Midlake, a Texas band that released one of last
year's most overlooked albums, "Bamnan and
Silvercork," proved that they're a great live
band, too, despite dealing with some technical
difficulties and a truncated performance slot.
With their indelible melodies and lyrics that are
simultaneously whimsical and disconcerting,
Midlake will appeal to fans of the Flaming Lips
and Grandaddy.

Canada has a strong presence at the festival,
with noteworthy bands such as Stars and Apostle
of Hustle (whose members include a flamenco
dancer, adding the percussion of her dancing
steps to the rhythms of some songs).

Japan also has many bands at South By Southwest,
though some of them, such as Titan Go Kings, seem
to draw attention mostly because it's a novelty
to see colorfully dressed, small-statured
Japanese women playing loud punk rock. Whether
they play it well is another question. But
Japan's Mono is another kind of music altogether,
creating slowly building instrumental glaciers of
sound with nuanced drumming.

The psychedelic and art-rock spirit of that music
can also be heard in the Syd Barrett-like
stylings of the Italian band Jennifer Gentle, who
have signed with Sub Pop, and the garage-rock
freakouts of Oakland's Gris Gris.

The most hyped bands include Bloc Party and
Kaiser Chiefs, each billed as this year's Franz
Ferdinand, and the Sri Lankan-British hip-hop
performer M.I.A. (This reporter waited in line
for about an hour to see M.I.A. and managed to
catch the last five minutes of her show, not
enough to learn what the fuss was all about.)

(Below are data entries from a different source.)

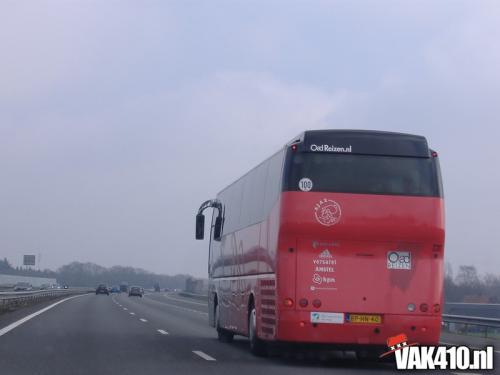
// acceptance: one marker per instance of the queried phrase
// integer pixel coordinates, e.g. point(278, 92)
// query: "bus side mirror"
point(200, 226)
point(218, 228)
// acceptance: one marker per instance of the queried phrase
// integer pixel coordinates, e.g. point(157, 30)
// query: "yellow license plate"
point(365, 319)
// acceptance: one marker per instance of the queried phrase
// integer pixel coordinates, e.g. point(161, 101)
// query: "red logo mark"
point(327, 212)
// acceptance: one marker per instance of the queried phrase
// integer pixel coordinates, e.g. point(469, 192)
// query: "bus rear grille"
point(268, 308)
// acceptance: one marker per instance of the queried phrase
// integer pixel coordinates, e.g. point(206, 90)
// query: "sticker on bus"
point(305, 184)
point(399, 260)
point(329, 318)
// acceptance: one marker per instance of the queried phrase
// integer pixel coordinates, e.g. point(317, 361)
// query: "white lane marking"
point(11, 326)
point(206, 357)
point(184, 308)
point(181, 300)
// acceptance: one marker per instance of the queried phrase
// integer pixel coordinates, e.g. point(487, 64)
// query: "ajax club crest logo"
point(327, 212)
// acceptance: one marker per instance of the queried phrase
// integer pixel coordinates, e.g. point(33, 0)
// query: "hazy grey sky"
point(117, 118)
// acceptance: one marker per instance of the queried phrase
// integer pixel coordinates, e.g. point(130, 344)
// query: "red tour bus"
point(336, 239)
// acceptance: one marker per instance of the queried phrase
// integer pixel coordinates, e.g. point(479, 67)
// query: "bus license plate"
point(329, 318)
point(364, 319)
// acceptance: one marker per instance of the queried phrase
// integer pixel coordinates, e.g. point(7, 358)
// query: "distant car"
point(136, 291)
point(22, 286)
point(102, 289)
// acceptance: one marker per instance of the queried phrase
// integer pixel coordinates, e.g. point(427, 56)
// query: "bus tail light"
point(317, 303)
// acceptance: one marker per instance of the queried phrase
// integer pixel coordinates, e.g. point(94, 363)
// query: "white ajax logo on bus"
point(327, 212)
point(305, 184)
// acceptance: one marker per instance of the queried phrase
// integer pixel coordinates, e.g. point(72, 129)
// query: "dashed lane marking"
point(184, 308)
point(205, 356)
point(181, 300)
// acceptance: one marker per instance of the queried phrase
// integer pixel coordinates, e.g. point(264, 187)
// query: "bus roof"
point(367, 142)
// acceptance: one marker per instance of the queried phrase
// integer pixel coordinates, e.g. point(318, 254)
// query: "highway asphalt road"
point(157, 334)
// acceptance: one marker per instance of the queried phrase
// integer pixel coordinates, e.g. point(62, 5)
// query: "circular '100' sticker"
point(305, 184)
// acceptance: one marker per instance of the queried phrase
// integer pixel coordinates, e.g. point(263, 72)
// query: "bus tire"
point(257, 346)
point(222, 334)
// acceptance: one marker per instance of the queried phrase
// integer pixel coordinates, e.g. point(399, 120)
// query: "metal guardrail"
point(203, 297)
point(12, 300)
point(467, 321)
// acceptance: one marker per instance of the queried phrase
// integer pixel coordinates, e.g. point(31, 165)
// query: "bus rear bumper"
point(296, 327)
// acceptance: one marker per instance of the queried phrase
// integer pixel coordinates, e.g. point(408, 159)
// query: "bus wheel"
point(222, 334)
point(257, 346)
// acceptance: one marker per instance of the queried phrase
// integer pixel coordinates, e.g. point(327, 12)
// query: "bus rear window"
point(364, 174)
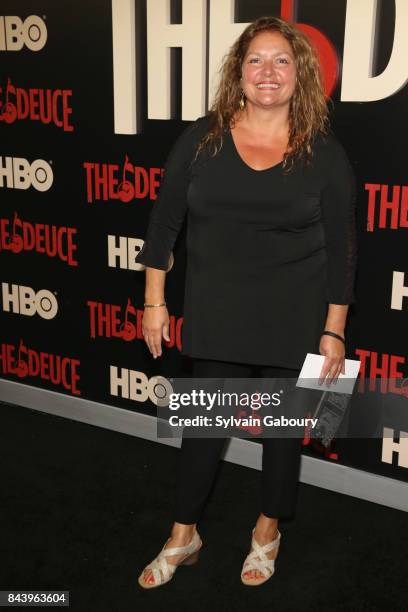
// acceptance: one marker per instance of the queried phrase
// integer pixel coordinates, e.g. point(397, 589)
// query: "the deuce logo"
point(15, 33)
point(18, 173)
point(25, 301)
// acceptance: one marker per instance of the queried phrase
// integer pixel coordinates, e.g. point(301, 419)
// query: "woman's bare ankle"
point(180, 531)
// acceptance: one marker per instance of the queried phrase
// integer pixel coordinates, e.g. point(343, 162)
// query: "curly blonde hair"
point(308, 112)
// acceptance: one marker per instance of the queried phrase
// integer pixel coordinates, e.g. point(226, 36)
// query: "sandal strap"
point(257, 559)
point(253, 563)
point(179, 550)
point(161, 569)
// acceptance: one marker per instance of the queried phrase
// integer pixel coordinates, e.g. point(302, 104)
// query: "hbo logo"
point(20, 174)
point(15, 33)
point(134, 385)
point(25, 301)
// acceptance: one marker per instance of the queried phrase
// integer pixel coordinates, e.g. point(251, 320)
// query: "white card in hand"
point(310, 373)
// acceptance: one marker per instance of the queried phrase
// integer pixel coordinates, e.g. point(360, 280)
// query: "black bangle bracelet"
point(327, 333)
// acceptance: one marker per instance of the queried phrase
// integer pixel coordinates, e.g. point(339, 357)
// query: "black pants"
point(199, 457)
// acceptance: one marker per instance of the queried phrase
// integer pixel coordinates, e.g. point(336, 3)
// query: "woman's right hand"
point(155, 326)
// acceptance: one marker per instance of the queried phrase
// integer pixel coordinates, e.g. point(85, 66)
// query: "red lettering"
point(389, 205)
point(154, 183)
point(141, 182)
point(32, 94)
point(67, 110)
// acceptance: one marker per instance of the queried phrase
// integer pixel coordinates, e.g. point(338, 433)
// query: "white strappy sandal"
point(257, 560)
point(162, 570)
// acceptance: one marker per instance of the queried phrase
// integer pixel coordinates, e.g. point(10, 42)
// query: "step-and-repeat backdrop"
point(92, 96)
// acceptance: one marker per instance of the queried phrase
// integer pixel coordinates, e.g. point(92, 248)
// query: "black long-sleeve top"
point(266, 251)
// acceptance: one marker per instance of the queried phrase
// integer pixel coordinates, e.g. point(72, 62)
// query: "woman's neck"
point(265, 122)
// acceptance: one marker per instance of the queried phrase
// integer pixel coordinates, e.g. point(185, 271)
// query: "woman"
point(269, 198)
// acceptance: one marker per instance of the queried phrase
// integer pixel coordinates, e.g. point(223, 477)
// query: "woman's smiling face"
point(269, 71)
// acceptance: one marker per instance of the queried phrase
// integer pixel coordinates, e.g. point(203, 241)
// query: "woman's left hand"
point(334, 352)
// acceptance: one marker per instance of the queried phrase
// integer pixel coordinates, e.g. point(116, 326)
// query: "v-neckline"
point(234, 146)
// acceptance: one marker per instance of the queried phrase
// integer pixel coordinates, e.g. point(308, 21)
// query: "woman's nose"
point(268, 68)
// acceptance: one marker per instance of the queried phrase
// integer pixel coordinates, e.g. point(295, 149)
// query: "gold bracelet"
point(154, 305)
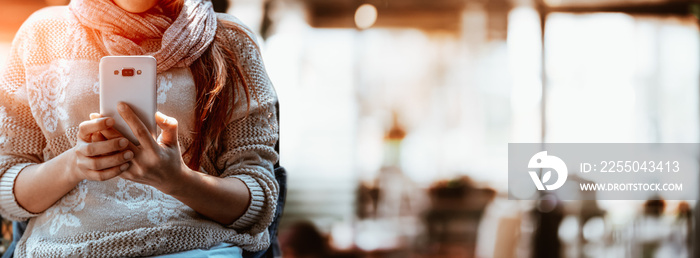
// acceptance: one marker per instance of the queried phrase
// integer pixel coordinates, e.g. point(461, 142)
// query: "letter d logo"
point(541, 160)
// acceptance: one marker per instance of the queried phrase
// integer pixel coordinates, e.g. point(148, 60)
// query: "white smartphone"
point(132, 80)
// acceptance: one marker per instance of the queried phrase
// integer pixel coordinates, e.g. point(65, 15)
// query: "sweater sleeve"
point(249, 138)
point(21, 139)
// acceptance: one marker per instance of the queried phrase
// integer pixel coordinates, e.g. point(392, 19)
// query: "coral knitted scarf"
point(182, 41)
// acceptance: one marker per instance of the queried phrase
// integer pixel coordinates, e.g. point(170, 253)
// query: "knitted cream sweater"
point(50, 85)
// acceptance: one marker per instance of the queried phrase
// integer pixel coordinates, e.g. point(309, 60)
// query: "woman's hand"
point(97, 158)
point(157, 163)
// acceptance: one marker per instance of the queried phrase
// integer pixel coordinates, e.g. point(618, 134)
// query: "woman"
point(204, 186)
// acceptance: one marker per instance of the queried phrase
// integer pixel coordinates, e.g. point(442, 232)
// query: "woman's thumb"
point(169, 126)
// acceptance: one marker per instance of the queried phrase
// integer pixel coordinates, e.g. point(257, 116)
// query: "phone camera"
point(128, 72)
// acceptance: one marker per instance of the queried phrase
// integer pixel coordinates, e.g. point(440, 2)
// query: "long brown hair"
point(217, 74)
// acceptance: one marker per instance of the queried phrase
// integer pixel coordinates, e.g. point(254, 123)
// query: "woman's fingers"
point(87, 128)
point(102, 147)
point(105, 162)
point(169, 126)
point(137, 127)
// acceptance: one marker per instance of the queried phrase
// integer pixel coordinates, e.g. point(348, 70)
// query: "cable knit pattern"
point(49, 87)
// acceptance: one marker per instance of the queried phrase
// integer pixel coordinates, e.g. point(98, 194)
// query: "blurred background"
point(396, 115)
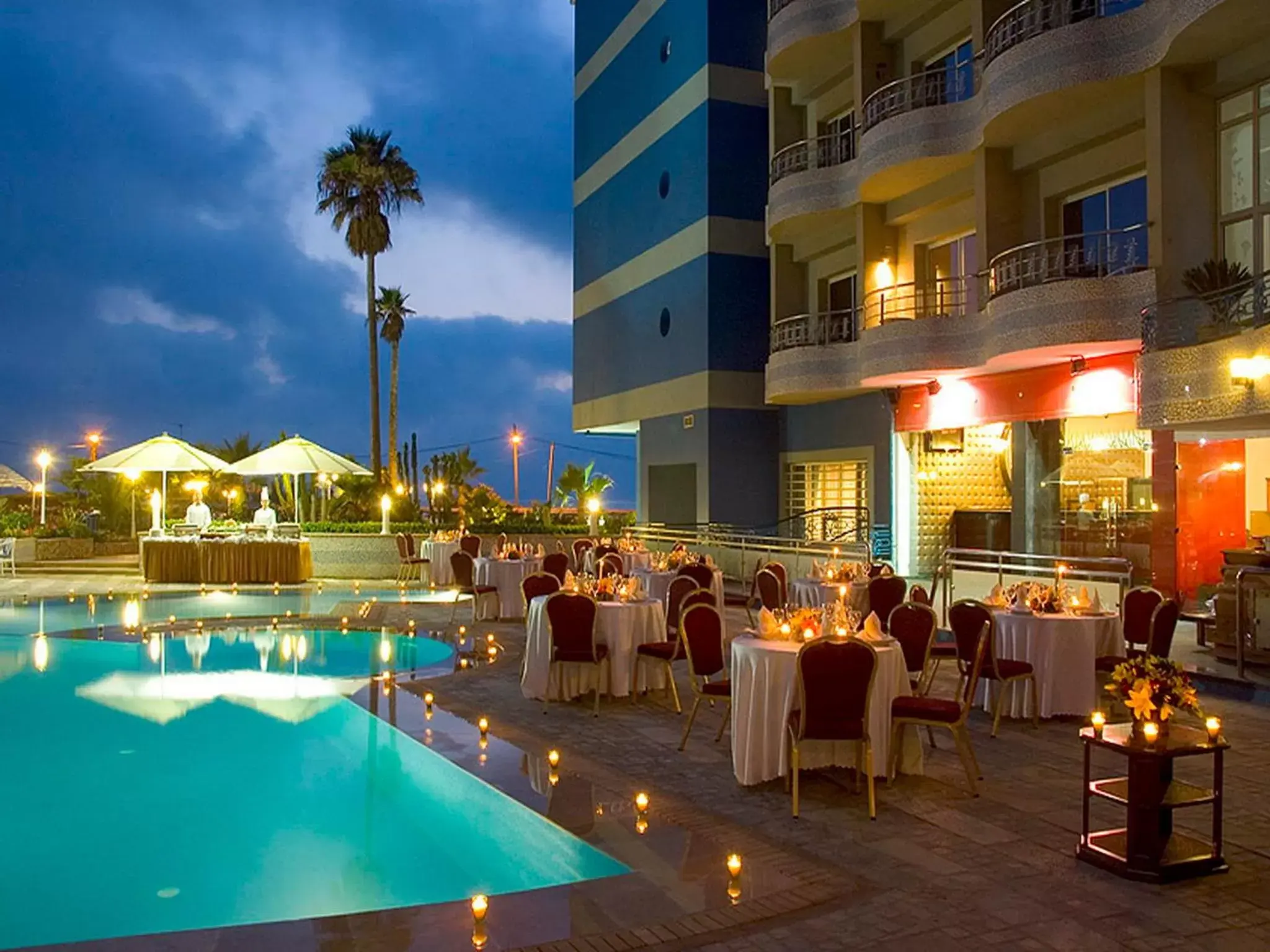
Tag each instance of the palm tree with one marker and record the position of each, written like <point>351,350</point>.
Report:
<point>362,182</point>
<point>582,484</point>
<point>393,314</point>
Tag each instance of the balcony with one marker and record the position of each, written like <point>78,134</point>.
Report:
<point>1094,254</point>
<point>1189,371</point>
<point>814,329</point>
<point>1033,18</point>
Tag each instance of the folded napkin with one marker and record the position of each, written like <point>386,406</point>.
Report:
<point>873,628</point>
<point>769,627</point>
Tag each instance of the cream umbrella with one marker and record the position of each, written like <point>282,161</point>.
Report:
<point>161,455</point>
<point>294,457</point>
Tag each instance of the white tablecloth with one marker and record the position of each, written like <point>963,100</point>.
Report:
<point>813,593</point>
<point>438,555</point>
<point>763,678</point>
<point>621,626</point>
<point>507,575</point>
<point>1061,648</point>
<point>630,562</point>
<point>658,584</point>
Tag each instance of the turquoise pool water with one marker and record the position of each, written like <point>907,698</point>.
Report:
<point>18,617</point>
<point>143,798</point>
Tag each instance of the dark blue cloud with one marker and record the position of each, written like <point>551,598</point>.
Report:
<point>164,154</point>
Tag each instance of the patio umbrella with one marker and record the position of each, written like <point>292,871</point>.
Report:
<point>12,479</point>
<point>293,457</point>
<point>162,455</point>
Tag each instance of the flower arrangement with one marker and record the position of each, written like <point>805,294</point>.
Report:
<point>1153,689</point>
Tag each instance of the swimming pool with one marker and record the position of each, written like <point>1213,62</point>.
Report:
<point>223,798</point>
<point>25,617</point>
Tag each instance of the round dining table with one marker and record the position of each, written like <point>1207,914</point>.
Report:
<point>507,575</point>
<point>437,552</point>
<point>763,679</point>
<point>623,626</point>
<point>813,593</point>
<point>1061,649</point>
<point>657,584</point>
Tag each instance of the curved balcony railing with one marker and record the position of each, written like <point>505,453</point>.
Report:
<point>813,154</point>
<point>943,298</point>
<point>1093,254</point>
<point>1032,18</point>
<point>814,329</point>
<point>1197,319</point>
<point>936,87</point>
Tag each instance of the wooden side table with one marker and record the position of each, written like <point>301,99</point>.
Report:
<point>1147,847</point>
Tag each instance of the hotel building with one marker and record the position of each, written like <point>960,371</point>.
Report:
<point>975,322</point>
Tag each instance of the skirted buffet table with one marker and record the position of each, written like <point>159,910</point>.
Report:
<point>228,560</point>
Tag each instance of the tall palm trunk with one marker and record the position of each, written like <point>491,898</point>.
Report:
<point>393,379</point>
<point>373,327</point>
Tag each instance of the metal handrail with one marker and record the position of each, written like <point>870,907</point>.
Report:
<point>1033,18</point>
<point>943,298</point>
<point>921,90</point>
<point>819,152</point>
<point>1091,254</point>
<point>1192,319</point>
<point>1032,564</point>
<point>813,330</point>
<point>1240,635</point>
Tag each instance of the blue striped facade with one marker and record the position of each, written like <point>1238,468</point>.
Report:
<point>716,162</point>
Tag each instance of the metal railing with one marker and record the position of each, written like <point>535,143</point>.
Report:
<point>814,330</point>
<point>943,298</point>
<point>1008,568</point>
<point>1196,319</point>
<point>819,152</point>
<point>1093,254</point>
<point>1032,18</point>
<point>934,87</point>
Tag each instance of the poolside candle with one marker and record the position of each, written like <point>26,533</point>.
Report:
<point>1213,725</point>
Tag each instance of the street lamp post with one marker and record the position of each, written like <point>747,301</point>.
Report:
<point>43,460</point>
<point>516,465</point>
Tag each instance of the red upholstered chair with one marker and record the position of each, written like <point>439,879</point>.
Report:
<point>913,626</point>
<point>769,591</point>
<point>557,564</point>
<point>538,584</point>
<point>464,569</point>
<point>967,617</point>
<point>572,624</point>
<point>831,703</point>
<point>933,712</point>
<point>886,592</point>
<point>701,633</point>
<point>611,564</point>
<point>699,573</point>
<point>783,575</point>
<point>1137,611</point>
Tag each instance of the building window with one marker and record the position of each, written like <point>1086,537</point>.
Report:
<point>827,500</point>
<point>1244,148</point>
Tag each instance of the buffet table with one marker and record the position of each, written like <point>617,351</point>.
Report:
<point>224,562</point>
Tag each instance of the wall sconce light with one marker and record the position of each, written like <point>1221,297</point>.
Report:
<point>1249,369</point>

More established artists are here, too, some of
them trying to revive their careers (Billy Idol)
or just playing to their fans (Costello and
Plant).

During a morning performance at the convention
center before Plant's event, Mavis Staples
commented on the importance of not ignoring older
musicians. She noted that Chicago's Alligator
Records was the only label that would out her
latest album (recorded in Winnetka by Jim
Tullio).

"All these companies - they want Beyonce,"
Staples said. "Some days they think we're over
the hill, they want to send us out to pasture,
while they deal with those teenyboppers ... I'm
here to tell you I used to be a Beyonce."